Marriette Katarahweire, a lecturer from the Department of Computer Science, the project supervisor together with some of her students Elijah Gatale and James Okoth whose App got a global recognition. PHOTO BY URN

A real-time mobile application designed to provide students with an up-to-date minute visualization of the hostel shuttle’s location at Makerere University last month received international recognition in the 2019 World Congress on Undergraduate Research –WCUR.

Dubbed ‘Shuttle Alert’, the application was developed by a team of five undergraduate students from the institution’s College of Computing and Information Sciences –CoCIS.

The App’s main objective is cub time wastage by students while waiting for their hostel shuttle to arrive at a particular pick-up point but also reduce on risks such as kidnappers, thugs, con-men who they might find along the way, in case of frustration arising from waiting for shuttles with futility.

Elijah Gatale, James Okoth, William Mugisha, Jonathan Rukundo and Paul Okiring, all graduates of Bachelor of Science in Computer Science from the Makerere School of Computing & Informatics Technology sought to solve challenges that university students who reside in hostels face in their daily commute to the Campus.

They won top honors in the Communication category and received a manually crafted trophy in addition an official certificate. The award also was accompanied by a financial token of 500 Euros, slightly above Shs2million plus mentorship.

This was at the just concluded 2019 Undergraduate Research competitions held at the University of Oldenburg in Germany, where 244 student researchers from 92 universities and institutions in 35 countries all over the world participated.

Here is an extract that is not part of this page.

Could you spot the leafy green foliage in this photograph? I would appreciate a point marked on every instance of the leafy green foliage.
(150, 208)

The project emerged the best out of the 29 research projects submitted from the African countries of Egypt, Ethiopia, Kenya, Malawi, Mozambique, Nigeria, South Africa, Uganda, Zambia.

Students in their project observe that under the current hostel shuttle system, students have a vague idea about the precise time a shuttle is supposed to arrive at a particular pickup point and they end up resorting to guesswork.

“As a result, they waste valuable time just standing along the university pathways, full of anxiety. Out of frustration, students sometimes opt to walk back to their hostels, a situation that puts their lives in danger,” says Gatale, the team leader.

James Okoth, says this Shuttle Alert eliminates questions like “where is the shuttle?” and “when will it be here” adding that it alerts students once the shuttle is in a radius of 50 meters within their reach.

The App allows students to register using their email address, phone contact and hostel of residence. It also has a provision that allows students to places orders and alerts drivers of specific points, students would wish to be picked. A student receives both a text message and audio alert.

A study conducted among hostel custodians, shuttle drivers and Makerere University students residing in hostels within Kikoni and Wandegeya, Kampala suburbs found that majority of students, about 68.6% rely on their hostel shuttles to make their way to and fro campus.

Others about 22.9% walk to campus, 8.6% of the students rely on Boda bodas while the rest of the students use their personal vehicles to find their way to campus.

Having seen her students receive a global recognition award, Marriette Katarahweire, a lecturer from the Department of Computer Science said, “It was a very exciting moment when they sent me an email that they have won an award and it was a very good moment because that means that the challenges that exist are actually real, and that the solutions that they provide are also real and are appreciated,” Katarahweire discloses.

She advises students to believe in themselves and take on the chances and opportunities once they arise.

Katarahweire avers that if Shuttle Alert positively impacts the hostel shuttle system, it has a possibility of being scaled much further to allow it cater for other transportation means such as employee shuttles, public buses, taxis, trains and Boda bodas.

In the past, the CoCIS has made innovations like the Malaria test with no prick and Mama kit that is able to Scan pregnant women. 

Last month, also from the same college; AirQo Project, an air monitoring project that uses Artificial Intelligence (AI) and low-cost technologies to generate and quantify data on air pollution in the designated areas in Uganda won a US$1.3million Google AI Impact Grant. In 2016, Samuel Mugarura, a student at Makerere also made tear gas and was arrested by the government.